Smallholders and family farms play an important role in agriculture. They help provide food for the growing world population, create and preserve jobs in rural areas, and stem the rural exodus. In order to stay in business, smallholders and family farms need stable markets, an infrastructure adapted to their needs, and access to education, training and to financial and information services. The SDC helps smallholders and family farms to adapt to change and to boost production in a sustainable way. Three films offer insights into the daily life of smallholder farms and the SDC’s work in this area. The UN has declared 2014 the International Year of Family Farming.
Some 70% of the people living in poverty around the world live in rural areas and depend to a large extent on agriculture for their livelihood. Smallholders produce about 50% of the food worldwide and 500 million small farms are located in developing countries, where hunger is most prevalent.
Harnessing women’s potential more effectively
The SDC’s support for smallholders and family farms in developing countries mainly consists of assisting them to adapt to climate change, to changing available means and methods of production and to new market demands in order to boost and improve their production. Women carry out about 50% of agricultural work in Africa and Asia. Yet because they have insufficient access to the means of production, their agricultural yields are 20-30% lower than men’s. Giving women better access to means of production could reduce hunger in developing countries by around 17%.
The SDC’s activities are focused on the following areas:
- Establishing a regulatory international framework that supports smallholder farming (including seed regulations and international trade rules)

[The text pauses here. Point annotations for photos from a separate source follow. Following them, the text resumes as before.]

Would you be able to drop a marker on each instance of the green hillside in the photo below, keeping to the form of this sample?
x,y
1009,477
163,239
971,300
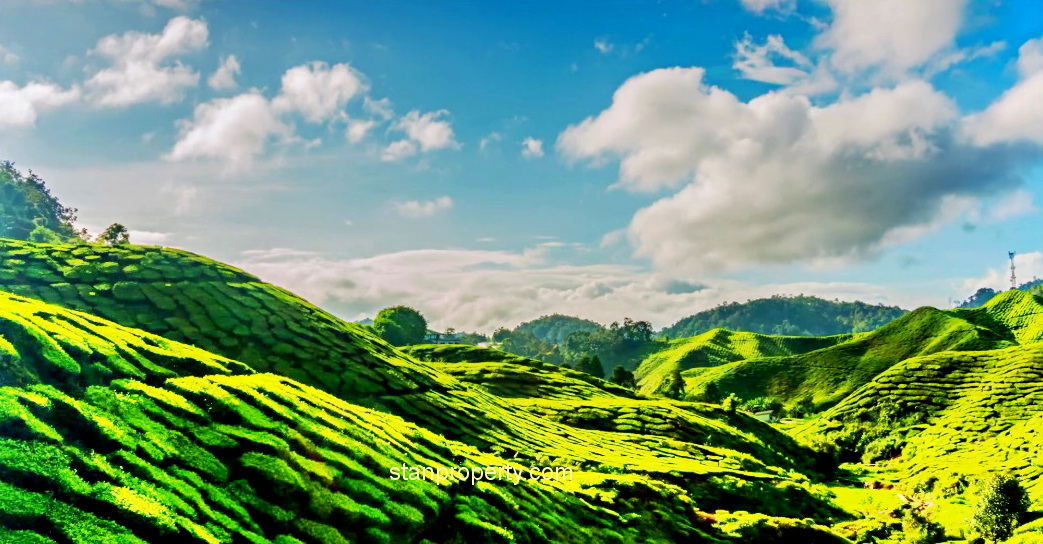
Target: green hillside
x,y
827,375
804,316
115,435
947,418
718,347
513,376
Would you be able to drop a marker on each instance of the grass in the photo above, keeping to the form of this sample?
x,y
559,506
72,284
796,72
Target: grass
x,y
718,347
116,435
825,376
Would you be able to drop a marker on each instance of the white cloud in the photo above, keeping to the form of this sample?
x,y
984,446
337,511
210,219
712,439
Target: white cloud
x,y
1017,115
481,290
7,56
532,148
398,150
428,130
755,62
138,73
759,6
224,77
21,105
421,208
317,91
1031,57
358,128
231,129
777,179
913,33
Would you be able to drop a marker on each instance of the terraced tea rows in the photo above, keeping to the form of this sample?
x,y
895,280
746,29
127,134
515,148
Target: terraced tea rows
x,y
214,306
512,376
222,454
827,375
949,418
718,347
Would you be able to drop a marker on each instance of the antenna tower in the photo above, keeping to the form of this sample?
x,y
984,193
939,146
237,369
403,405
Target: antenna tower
x,y
1014,280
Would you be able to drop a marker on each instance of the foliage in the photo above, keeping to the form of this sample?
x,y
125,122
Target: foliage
x,y
29,212
790,316
401,325
115,235
1001,507
555,328
590,365
622,376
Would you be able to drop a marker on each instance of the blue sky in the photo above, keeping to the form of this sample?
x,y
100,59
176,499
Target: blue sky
x,y
490,163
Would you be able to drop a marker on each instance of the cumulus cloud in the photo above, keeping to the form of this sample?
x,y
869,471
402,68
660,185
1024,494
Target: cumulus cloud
x,y
482,290
914,33
398,150
224,77
421,208
761,6
1028,266
428,130
532,148
777,179
7,56
1017,116
757,62
21,105
232,129
317,91
358,128
141,71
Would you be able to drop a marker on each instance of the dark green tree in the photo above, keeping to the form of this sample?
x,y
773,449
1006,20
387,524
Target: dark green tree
x,y
401,325
622,376
116,235
1000,509
501,335
590,365
675,386
27,208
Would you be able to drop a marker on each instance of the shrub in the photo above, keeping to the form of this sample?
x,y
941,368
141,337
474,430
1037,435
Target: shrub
x,y
1001,507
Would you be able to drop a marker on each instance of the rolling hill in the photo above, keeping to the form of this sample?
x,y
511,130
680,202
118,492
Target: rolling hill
x,y
826,375
718,347
792,316
274,421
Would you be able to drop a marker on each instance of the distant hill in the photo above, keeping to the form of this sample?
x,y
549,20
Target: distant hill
x,y
947,419
555,328
801,316
827,375
718,347
153,395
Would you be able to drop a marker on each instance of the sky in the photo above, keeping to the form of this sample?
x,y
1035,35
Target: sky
x,y
489,163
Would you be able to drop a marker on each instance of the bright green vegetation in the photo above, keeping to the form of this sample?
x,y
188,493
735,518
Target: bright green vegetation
x,y
114,435
513,376
789,316
214,306
824,376
718,347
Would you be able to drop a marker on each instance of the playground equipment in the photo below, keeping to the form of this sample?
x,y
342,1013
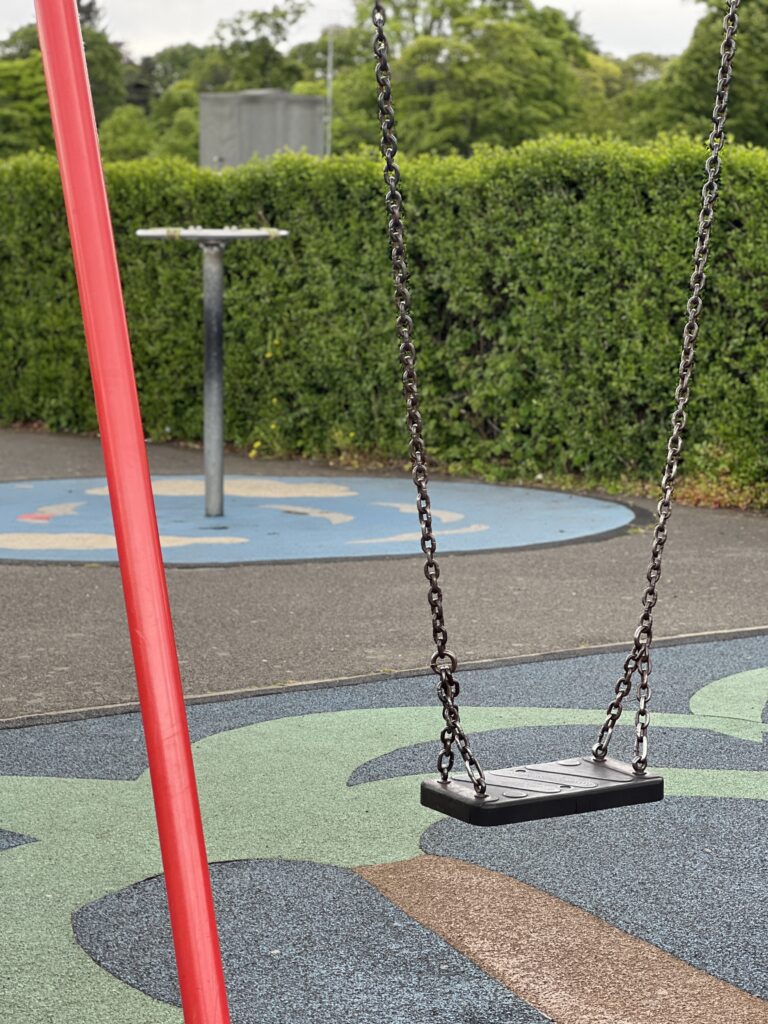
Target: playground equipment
x,y
579,783
213,242
179,825
571,785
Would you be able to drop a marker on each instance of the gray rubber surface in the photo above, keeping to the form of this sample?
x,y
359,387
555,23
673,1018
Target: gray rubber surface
x,y
686,875
9,840
66,645
78,750
282,923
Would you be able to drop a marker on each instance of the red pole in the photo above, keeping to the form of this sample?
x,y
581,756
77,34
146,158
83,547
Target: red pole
x,y
177,809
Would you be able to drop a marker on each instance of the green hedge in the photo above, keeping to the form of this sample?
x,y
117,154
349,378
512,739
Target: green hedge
x,y
549,284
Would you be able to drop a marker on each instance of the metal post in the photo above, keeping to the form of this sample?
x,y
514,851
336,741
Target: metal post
x,y
213,376
330,94
177,808
213,242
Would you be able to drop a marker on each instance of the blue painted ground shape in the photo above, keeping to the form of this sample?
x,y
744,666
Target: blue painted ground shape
x,y
295,518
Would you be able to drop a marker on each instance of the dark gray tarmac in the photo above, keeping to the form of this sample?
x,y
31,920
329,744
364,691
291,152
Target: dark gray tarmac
x,y
65,642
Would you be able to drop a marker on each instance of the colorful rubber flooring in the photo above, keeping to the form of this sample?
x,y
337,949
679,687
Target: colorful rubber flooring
x,y
289,518
342,900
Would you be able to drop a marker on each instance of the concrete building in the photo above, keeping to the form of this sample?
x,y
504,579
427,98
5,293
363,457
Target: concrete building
x,y
235,126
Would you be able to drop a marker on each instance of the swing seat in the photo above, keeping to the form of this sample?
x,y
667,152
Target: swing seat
x,y
551,790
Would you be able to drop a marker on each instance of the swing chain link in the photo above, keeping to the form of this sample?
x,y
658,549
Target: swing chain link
x,y
443,662
639,663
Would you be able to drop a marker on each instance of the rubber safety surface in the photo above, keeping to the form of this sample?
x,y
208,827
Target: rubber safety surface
x,y
329,875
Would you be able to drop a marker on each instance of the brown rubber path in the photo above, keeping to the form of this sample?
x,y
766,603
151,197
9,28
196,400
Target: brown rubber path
x,y
568,964
65,642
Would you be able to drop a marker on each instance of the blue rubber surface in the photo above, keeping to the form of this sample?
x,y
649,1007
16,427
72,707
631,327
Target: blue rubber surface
x,y
696,860
279,519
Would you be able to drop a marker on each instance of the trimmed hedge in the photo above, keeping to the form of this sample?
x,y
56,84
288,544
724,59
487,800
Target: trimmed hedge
x,y
549,286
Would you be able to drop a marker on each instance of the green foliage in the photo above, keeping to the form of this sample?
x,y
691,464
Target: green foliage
x,y
25,119
127,134
468,73
103,57
549,283
680,99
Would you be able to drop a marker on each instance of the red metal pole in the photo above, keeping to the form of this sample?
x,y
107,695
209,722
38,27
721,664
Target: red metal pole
x,y
176,805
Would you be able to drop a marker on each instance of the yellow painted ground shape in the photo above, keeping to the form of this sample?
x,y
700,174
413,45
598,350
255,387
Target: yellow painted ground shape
x,y
336,518
64,508
97,542
256,486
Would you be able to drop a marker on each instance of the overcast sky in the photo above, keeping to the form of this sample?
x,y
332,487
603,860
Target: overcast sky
x,y
621,27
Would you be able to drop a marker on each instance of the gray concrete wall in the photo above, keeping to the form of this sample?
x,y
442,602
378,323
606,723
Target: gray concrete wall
x,y
235,126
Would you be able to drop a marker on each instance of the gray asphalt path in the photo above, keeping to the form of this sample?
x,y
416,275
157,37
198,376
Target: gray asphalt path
x,y
65,642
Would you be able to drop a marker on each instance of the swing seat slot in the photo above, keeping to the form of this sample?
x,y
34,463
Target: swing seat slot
x,y
551,790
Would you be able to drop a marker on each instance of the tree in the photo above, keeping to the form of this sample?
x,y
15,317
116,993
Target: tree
x,y
245,54
175,119
25,118
127,134
90,14
103,57
498,73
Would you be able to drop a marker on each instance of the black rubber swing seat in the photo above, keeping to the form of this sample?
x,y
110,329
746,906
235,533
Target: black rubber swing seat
x,y
546,791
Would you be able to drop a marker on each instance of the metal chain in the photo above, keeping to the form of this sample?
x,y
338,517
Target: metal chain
x,y
443,662
638,662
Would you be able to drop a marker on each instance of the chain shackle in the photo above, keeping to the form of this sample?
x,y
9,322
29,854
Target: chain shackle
x,y
443,663
638,663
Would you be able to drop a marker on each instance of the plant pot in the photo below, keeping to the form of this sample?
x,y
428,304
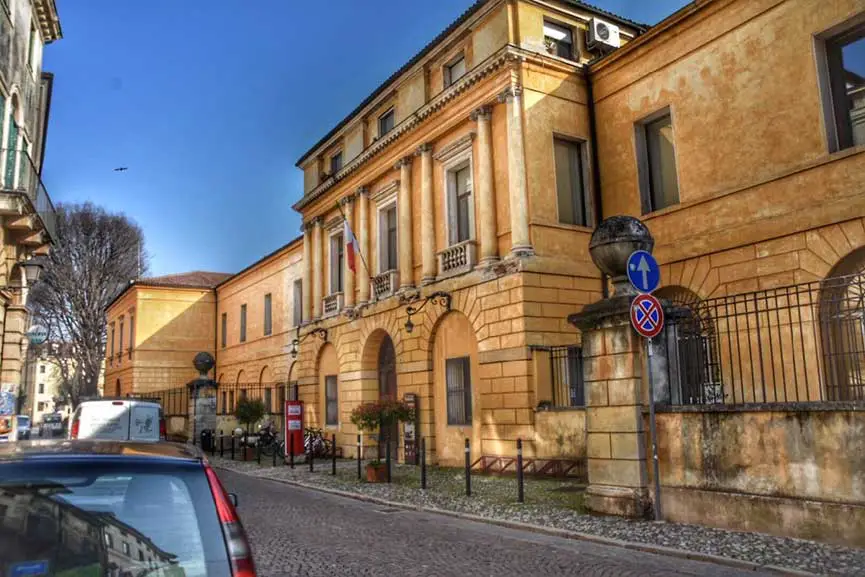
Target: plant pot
x,y
376,473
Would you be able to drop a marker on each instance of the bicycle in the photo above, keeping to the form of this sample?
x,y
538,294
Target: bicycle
x,y
315,440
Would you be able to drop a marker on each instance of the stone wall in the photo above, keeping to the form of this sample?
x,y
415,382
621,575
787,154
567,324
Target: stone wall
x,y
795,471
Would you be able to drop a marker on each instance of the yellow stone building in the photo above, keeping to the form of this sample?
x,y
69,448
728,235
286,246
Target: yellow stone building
x,y
480,168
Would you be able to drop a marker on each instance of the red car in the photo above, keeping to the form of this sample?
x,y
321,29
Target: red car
x,y
116,509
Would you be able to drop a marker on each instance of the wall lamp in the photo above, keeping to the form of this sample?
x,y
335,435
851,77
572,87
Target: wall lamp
x,y
437,298
319,332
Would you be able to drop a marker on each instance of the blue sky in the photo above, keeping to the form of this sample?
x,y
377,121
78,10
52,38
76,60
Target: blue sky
x,y
210,103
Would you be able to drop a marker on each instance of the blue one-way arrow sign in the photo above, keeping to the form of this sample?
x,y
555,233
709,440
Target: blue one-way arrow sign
x,y
643,271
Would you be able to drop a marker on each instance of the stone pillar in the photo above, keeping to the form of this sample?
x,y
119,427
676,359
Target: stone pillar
x,y
517,186
406,276
348,274
363,227
486,195
316,267
615,391
306,311
427,215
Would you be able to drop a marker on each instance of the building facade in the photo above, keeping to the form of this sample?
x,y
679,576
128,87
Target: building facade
x,y
473,177
26,27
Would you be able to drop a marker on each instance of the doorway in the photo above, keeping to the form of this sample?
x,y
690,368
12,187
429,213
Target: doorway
x,y
387,390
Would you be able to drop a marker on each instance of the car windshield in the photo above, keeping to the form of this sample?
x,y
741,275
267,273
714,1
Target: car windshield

- Securing access to natural resources such as land and water
- Strengthening farmers’ organisations to enable them to offer their members better services and to voice their concerns more effectively in the political arena
- Improving access to services, particularly for women small farmers, to realise their untapped potential
- Ensuring better access for women and young people to means of production
- Improving storage and processing of agricultural products to reduce postharvest losses
- Promoting research and advice on new technologies adapted to the needs of smallholders and family farms
- Creating alternative sources of income for smallholder farmers
Smallholder
The UN Food and Agriculture Organisation (FAO) defines smallholder as small-scale farmers, pastoralists, forest keepers and fishers who manage areas below 10 hectares. Smallholder farms are characterized by family-focused motives and it is the families who are responsible for everything from production to farm maintenance. Part of what is produced is consumed by the family itself. Smallholder farming is about a third less productive than large-scale farming. Despite this fact – or indeed because of it – the international community is increasingly convinced that supporting smallholder and family farming can contribute to alleviating world hunger and poverty.